Tax woes drag on Blackstone
Blackstone Group LP's (NYSE: BX) initial public offering raised billions of dollars for its employees, but the private equity firm's shares might have performed even better if it weren't for the potential tax headaches, analysts said on Friday.
The company's shares rose 13 percent on their first day of trading on Friday, which is respectable for most IPOs, but paltry for a company as widely hyped as Blackstone.
The $4.13 billion offering was the largest U.S. IPO in five years and the eighth-biggest by a U.S. company ever, excluding overallotments.

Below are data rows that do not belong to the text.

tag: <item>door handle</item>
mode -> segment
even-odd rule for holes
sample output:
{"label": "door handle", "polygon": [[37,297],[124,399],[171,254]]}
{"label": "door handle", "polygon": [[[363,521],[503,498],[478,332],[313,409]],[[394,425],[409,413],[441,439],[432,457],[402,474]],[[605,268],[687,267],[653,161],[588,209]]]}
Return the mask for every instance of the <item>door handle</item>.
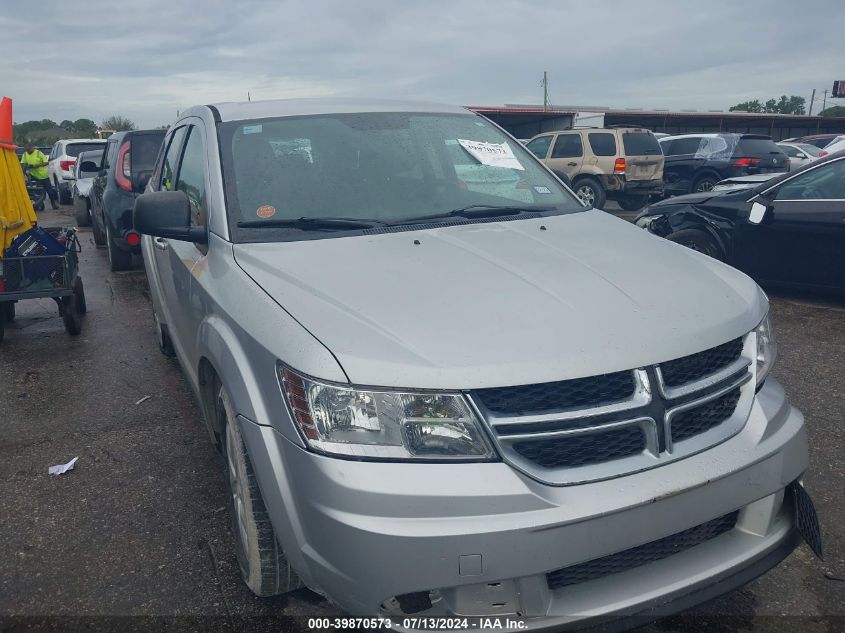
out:
{"label": "door handle", "polygon": [[578,166],[578,163],[566,163],[566,164],[569,165],[570,167],[577,167]]}
{"label": "door handle", "polygon": [[154,237],[153,238],[153,246],[155,246],[160,251],[167,250],[167,240],[163,237]]}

Investors are likely concerned about Blackstone's master limited partnership status, which qualifies it for hefty tax breaks, analysts said.
Senators last week introduced bipartisan legislation that would sharply raise taxes for private equity firms that go public. Democrats in the U.S. House of Representatives introduced a similar bill on Friday.

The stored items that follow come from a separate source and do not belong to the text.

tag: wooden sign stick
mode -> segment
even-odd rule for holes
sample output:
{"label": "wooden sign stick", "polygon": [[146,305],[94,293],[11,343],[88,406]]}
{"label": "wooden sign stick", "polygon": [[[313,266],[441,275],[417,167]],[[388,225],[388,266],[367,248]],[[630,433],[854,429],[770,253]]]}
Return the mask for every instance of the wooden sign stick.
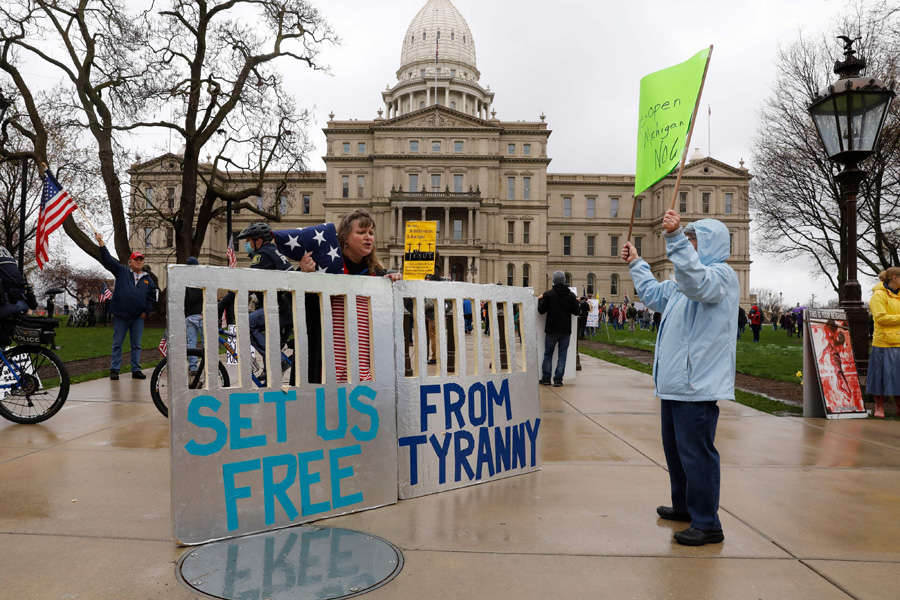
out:
{"label": "wooden sign stick", "polygon": [[634,211],[636,208],[637,208],[637,197],[632,196],[631,197],[631,222],[628,223],[628,235],[625,236],[626,242],[631,241],[631,232],[632,232],[632,230],[634,230]]}
{"label": "wooden sign stick", "polygon": [[[42,162],[42,163],[40,163],[40,164],[38,165],[38,170],[40,171],[41,177],[44,176],[44,173],[46,173],[47,170],[48,170],[49,168],[50,168],[50,167],[47,166],[47,163],[44,163],[44,162]],[[93,230],[94,235],[96,236],[96,235],[97,235],[97,228],[94,227],[94,223],[91,222],[91,220],[90,220],[90,219],[88,218],[88,216],[84,213],[84,211],[81,210],[81,205],[80,205],[80,204],[76,204],[76,206],[78,207],[78,212],[81,213],[81,218],[84,219],[85,223],[87,223],[87,224],[90,226],[91,230]]]}
{"label": "wooden sign stick", "polygon": [[691,126],[688,128],[687,139],[684,140],[684,152],[681,153],[681,166],[678,167],[678,178],[675,179],[675,191],[672,192],[672,201],[669,202],[669,210],[675,210],[675,200],[678,198],[678,188],[681,186],[681,174],[684,172],[684,162],[687,160],[688,150],[691,148],[691,134],[694,133],[694,124],[697,122],[697,109],[700,107],[700,98],[703,97],[703,86],[706,84],[706,73],[709,71],[709,63],[712,60],[713,46],[709,46],[709,57],[706,66],[703,67],[703,79],[700,80],[700,92],[697,94],[697,103],[694,104],[694,112],[691,115]]}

Some investors had expected Blackstone to repeat the performance of Fortress Investment Group (NYSE: FIG), an alternative investment company also structured as a partnership, whose shares rose 68 percent on their first day of trading in February.
But concerns about rising taxes make Blackstone a little harder to swallow.
If the congressional bill is passed Blackstone's maximum federal tax rate could go from 15 percent to the standard corporate rate of 35 percent, and cut into its profits.
And even if the proposed legislation goes nowhere, the tax implications of owning partnership interests may make some investors cringe, said Russ Lundeberg, chief investment officer of Barrett Capital Management in Richmond, Virginia.
Investors have to pay their own taxes on the income they receive from the partnership units they hold in the company. Blackstone already warned in its prospectus that investors should expect to file for a tax extension every year.
My feeling is most investors are going to be surprised when it comes to tax time, Lundeberg said.
Assuming Blackstone's earnings rise by 20 percent a year it would generate pro forma net economic income of $1.75 billion in 2007. For 2006, that figure was about $1.46 billion.
Investors may have confidence in Blackstone's ability to make huge amounts of money, said Robert Willens, an accounting and tax analyst at Lehman Brothers in New York.
But my sense is that people are conceding the fact that there will come a time when Blackstone and Fortress are no longer publicly traded partnerships, he added.
Some investors even suspect that Blackstone's partners' decision to go public now may be linked to their own worries about a rising tax bill.
At Blackstone you see some really good savvy investors suddenly selling part of their position in the open market, said Drew Kanaly, vice chairman of Kanaly Trust Co., which oversees more than $2 billion in Houston, Texas.
Maybe they are taking their profits, and maybe they are going to lose their favorable tax treatment down the road, so they want to do it while the tax code is in their favor.